It is alway a good surprise when a task you thought being rather hard turns out to be quite easy when you actually do it. Using select for I/O multiplexing and stuff like this is one of those pleasant surprise. The man page could be quite intimidating, therefore I start with an example. Suppose you are dealing with network communication (or any other form of interaction where an I/O operation could take too long to be correct). You are likely to read (or write) into a file descriptor (previously opened via socket and then bound in some way) AND to check for a timeout. If the operation is taking too long, you want to bail out of the read operation and perform the needed action.If you are stuck with standard read and timer operations you may need to set up some signaling check for the right thread to catch them and so on. But there is a better way.
Select accepts several arguments: a limit, three sets of file descriptors and a timeout, and returns as soon as one of the conditions (defined by arguments) is met. The file descriptor sets are defined via fd_set type (handled with fellow macros FD_SET, FD_ISSET, FD_ZERO and FD_CLR). All these arguments can either be NULL or point to a fd_set. The first one is the set of file descriptors checked for non blocking read. That is that if one of the file descriptors contained in this sets become ready to be read without blocking the caller, then select returns. The next argument is for writable file descriptors and the third one is filedescriptors that have to be checked for errors (exceptions).

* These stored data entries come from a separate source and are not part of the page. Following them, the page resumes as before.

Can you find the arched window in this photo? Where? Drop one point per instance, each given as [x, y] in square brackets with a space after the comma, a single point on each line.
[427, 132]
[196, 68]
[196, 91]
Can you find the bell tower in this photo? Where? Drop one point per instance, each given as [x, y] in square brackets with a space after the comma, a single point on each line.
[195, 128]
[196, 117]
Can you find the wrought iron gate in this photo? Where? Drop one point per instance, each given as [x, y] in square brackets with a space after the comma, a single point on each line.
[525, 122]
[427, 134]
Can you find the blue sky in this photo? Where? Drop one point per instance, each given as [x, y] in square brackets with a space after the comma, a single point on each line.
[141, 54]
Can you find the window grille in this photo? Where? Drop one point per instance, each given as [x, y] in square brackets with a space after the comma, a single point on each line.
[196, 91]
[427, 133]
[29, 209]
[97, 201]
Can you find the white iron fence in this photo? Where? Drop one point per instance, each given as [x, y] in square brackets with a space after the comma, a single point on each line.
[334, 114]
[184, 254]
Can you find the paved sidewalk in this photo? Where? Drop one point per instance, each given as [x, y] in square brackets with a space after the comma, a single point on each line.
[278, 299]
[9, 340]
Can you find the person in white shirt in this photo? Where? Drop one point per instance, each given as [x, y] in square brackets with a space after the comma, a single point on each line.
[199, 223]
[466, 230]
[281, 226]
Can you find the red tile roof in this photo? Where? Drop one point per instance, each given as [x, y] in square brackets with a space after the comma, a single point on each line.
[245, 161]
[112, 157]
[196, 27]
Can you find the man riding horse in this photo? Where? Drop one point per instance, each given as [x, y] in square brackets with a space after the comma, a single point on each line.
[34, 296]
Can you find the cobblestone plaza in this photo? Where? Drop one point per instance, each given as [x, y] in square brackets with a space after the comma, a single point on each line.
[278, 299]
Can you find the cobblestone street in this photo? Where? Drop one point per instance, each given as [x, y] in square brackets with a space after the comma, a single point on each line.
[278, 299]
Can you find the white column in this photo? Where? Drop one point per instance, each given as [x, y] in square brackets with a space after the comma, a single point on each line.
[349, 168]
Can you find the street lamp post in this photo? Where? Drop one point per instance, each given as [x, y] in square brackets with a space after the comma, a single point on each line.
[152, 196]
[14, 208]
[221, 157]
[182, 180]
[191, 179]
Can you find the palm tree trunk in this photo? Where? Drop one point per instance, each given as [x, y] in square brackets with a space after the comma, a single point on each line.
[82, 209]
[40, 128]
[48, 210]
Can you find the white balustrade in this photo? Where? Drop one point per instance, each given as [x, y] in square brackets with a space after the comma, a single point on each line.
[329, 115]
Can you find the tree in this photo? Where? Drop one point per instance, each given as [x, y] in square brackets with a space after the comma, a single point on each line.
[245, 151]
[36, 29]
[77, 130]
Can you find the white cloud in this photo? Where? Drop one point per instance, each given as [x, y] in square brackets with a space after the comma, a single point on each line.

The first argument is the maximum filedescriptor contained in the union of the three sets plus one. This serves as a limit to avoid checking the whole range of file descriptor.
The last argument is a timeout. It is a struct timeval (the same filled in by gettimeofday) that can define timeouts with a microsecond resolution. In practice the resolution is much less fine grained than that and depends on the kernel and the architecture. For example on Linux kernel 2.4 on ARM the resolution is 10ms. Better check the smallest handled timeout before blindly relying on it.
Select returns -1 in case of error, 0 in case of timeout or the number of the filedescriptors that changed status in the three sets.
For the example the return code is easily processed, while for more convoluted cases could be more complex.
Let’s take another example, suppose you are reading audio packets from a stream and you want to decode and playback them. The first approach to this problem could be using two threads with a coupling buffer. One thread reads packets and pushes them into the buffer and the other thread pops the packets out of the buffer and sends them to the audio driver. This is conceptually simple, but not straightforward to do in the right way. When dealing with threading you always have to synchronize them. It is likely that you need a third thread to control the streamer and the player threads.
If you employ select the solution is very simple and natural. Just check the wall clock and compute a timeout for the next play, then wait with select either for a new incoming packet or the time to play.
In this case there is just one thread and the warrant that if you are reading the buffer no one is writing in it. This allows you to simplify the buffer management.
If you are not so lucky to work with Linux, but your daunting task is to earn a living with Windows the good news is that a similar function is available for Microsoft platforms.